I happened on this German definition of baseball in an early Brockhaus encyclopedia. Here’s a translation:
Base Ball (Eng., pronounced behs’ bahl), English and American national game, that for the most part resembles the German Ballspiel (which see). It is played with a hard, leather-covered ball and a wooden bat by two parties (clubs) of nine persons each. In the United States there exist two national societies for this game, which hold annual assemblies, at which game rules are set in order and controversies are settled.

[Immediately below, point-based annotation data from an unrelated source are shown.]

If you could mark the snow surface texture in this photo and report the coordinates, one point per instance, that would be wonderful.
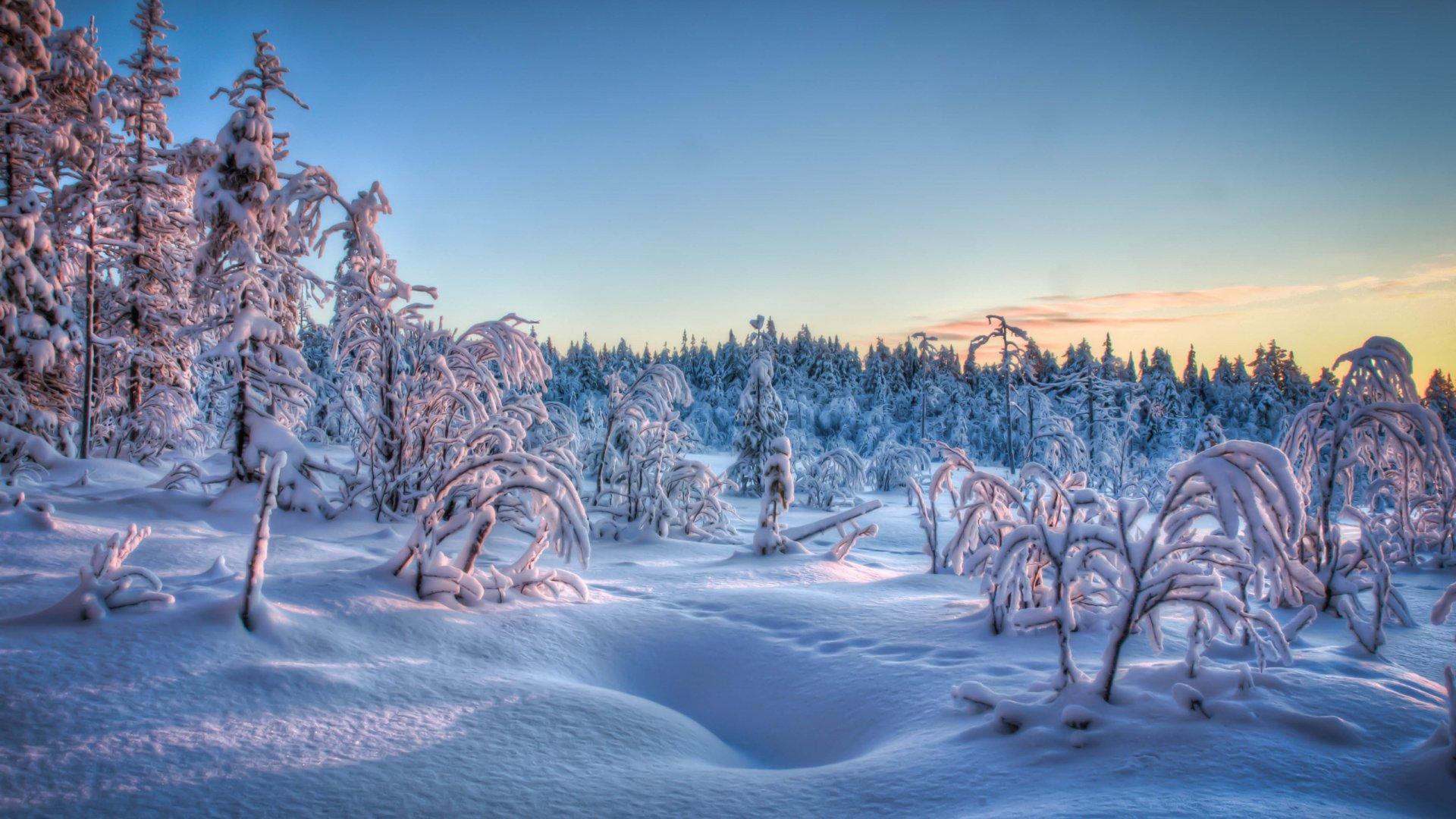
(699, 679)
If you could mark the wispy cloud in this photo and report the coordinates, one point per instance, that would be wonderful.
(1062, 316)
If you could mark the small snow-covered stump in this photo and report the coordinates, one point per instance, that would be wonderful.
(1248, 491)
(108, 583)
(19, 513)
(258, 556)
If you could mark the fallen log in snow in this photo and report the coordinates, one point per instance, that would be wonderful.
(823, 523)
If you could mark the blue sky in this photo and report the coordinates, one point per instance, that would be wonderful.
(1171, 172)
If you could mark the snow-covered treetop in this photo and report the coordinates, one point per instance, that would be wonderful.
(265, 74)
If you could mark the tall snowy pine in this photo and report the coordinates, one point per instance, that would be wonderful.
(761, 414)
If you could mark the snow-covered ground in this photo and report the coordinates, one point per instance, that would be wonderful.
(698, 679)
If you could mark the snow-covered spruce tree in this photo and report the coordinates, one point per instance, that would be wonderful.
(373, 328)
(39, 333)
(471, 394)
(989, 506)
(83, 156)
(1248, 493)
(761, 416)
(1038, 564)
(778, 497)
(153, 213)
(253, 599)
(1012, 362)
(1210, 435)
(258, 224)
(1370, 428)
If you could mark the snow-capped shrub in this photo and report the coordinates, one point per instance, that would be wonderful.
(471, 499)
(1168, 558)
(761, 419)
(1366, 567)
(645, 441)
(108, 583)
(778, 497)
(832, 477)
(1372, 428)
(696, 497)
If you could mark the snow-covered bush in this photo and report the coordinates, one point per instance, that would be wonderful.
(1372, 428)
(645, 439)
(830, 479)
(471, 499)
(695, 494)
(1247, 493)
(108, 583)
(778, 497)
(896, 465)
(378, 341)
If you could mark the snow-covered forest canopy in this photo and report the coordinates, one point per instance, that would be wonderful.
(382, 550)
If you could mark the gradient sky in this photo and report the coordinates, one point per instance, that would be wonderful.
(1172, 172)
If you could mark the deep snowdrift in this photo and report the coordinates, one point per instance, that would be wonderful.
(696, 679)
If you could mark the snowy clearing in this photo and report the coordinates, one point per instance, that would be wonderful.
(696, 679)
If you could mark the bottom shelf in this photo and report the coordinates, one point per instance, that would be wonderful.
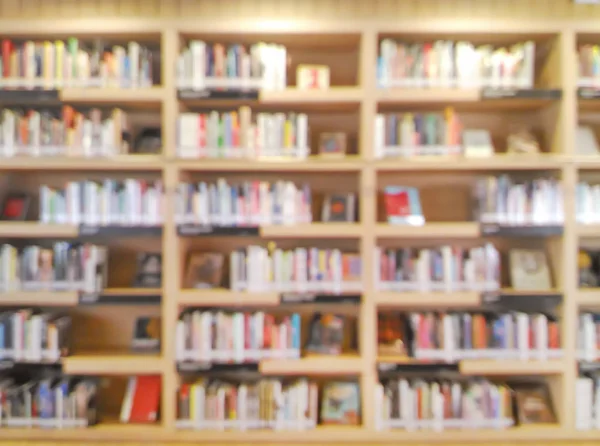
(323, 434)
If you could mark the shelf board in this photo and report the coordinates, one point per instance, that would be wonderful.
(588, 297)
(494, 163)
(506, 367)
(427, 299)
(40, 298)
(429, 230)
(588, 231)
(462, 99)
(117, 163)
(313, 365)
(34, 229)
(226, 298)
(120, 363)
(125, 96)
(350, 163)
(313, 230)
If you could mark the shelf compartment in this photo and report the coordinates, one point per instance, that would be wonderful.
(313, 230)
(40, 298)
(313, 365)
(33, 229)
(488, 367)
(113, 364)
(427, 299)
(226, 298)
(119, 163)
(429, 230)
(350, 163)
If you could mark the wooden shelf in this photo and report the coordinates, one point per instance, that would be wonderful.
(503, 367)
(40, 298)
(226, 298)
(429, 230)
(428, 299)
(117, 163)
(33, 229)
(351, 163)
(495, 163)
(124, 363)
(313, 230)
(313, 366)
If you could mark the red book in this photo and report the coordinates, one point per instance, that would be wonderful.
(146, 398)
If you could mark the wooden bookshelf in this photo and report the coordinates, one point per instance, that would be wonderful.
(168, 22)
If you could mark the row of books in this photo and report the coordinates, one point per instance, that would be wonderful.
(73, 63)
(68, 133)
(31, 336)
(266, 404)
(237, 135)
(216, 337)
(415, 134)
(452, 337)
(61, 267)
(445, 63)
(447, 269)
(508, 201)
(587, 402)
(203, 65)
(259, 269)
(251, 203)
(55, 402)
(129, 202)
(438, 404)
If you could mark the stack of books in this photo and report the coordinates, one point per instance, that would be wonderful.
(505, 201)
(259, 269)
(237, 337)
(432, 404)
(74, 63)
(68, 133)
(63, 267)
(30, 336)
(263, 404)
(237, 134)
(57, 402)
(417, 134)
(203, 65)
(453, 337)
(443, 269)
(455, 64)
(129, 202)
(251, 203)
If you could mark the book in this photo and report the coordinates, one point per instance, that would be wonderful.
(204, 270)
(340, 403)
(326, 334)
(236, 336)
(339, 208)
(148, 270)
(444, 268)
(533, 404)
(264, 403)
(529, 270)
(403, 206)
(418, 134)
(248, 203)
(146, 334)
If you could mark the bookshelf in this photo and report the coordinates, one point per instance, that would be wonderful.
(353, 101)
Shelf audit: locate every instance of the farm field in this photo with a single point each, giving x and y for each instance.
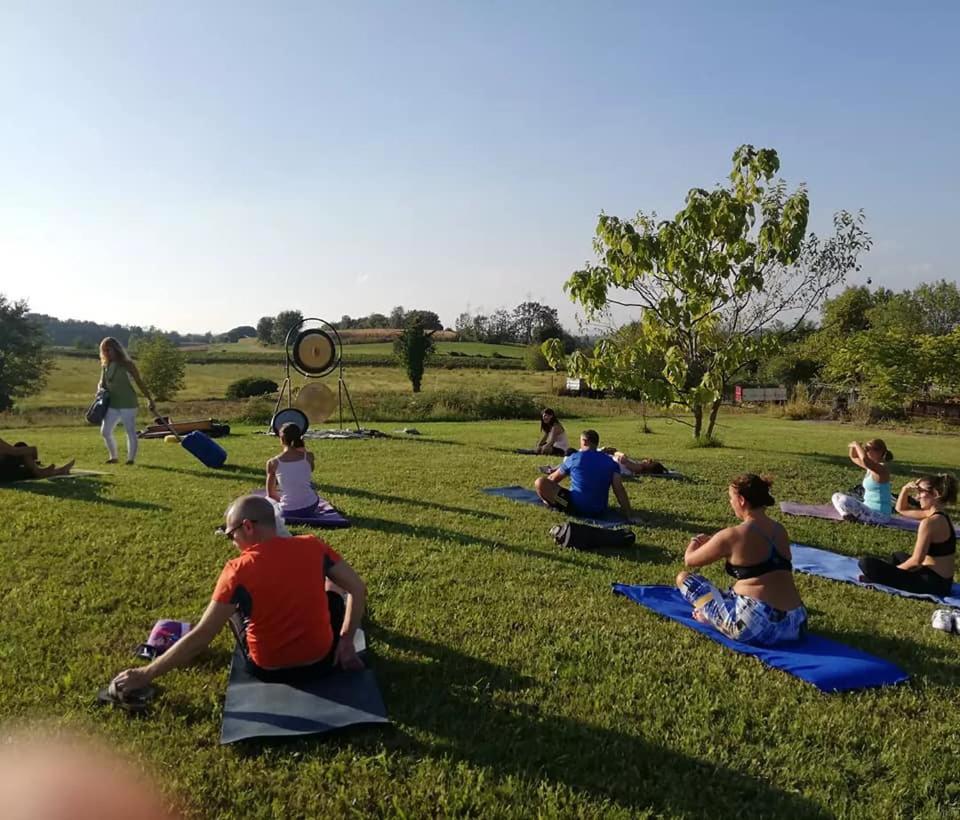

The description seems rather obtuse, even for the era. Calling the game “English and American” is particularly odd. I didn’t look up the entry for Ballspiel, but have never encountered anything to indicate grounds for comparison of baseball with a German game. Was the writer a little too eager to imply a German provenance? My modern Duden has nothing to say about Ballspiel except Spiel mit einem Ball, which is generic enough to include football, basketball; you name it.
As I read this, I sensed a chasm of mutual incomprehension between the English-speaking world and the pushy young German Empire, only 23 years old at the time — this in spite of the number of immigrants still speaking and reading German in the U.S. I’m sure this is too much to extrapolate from one little passage from the Brockhaus.
Anyway, it seemed worth sharing, at least as a note on the history of baseball.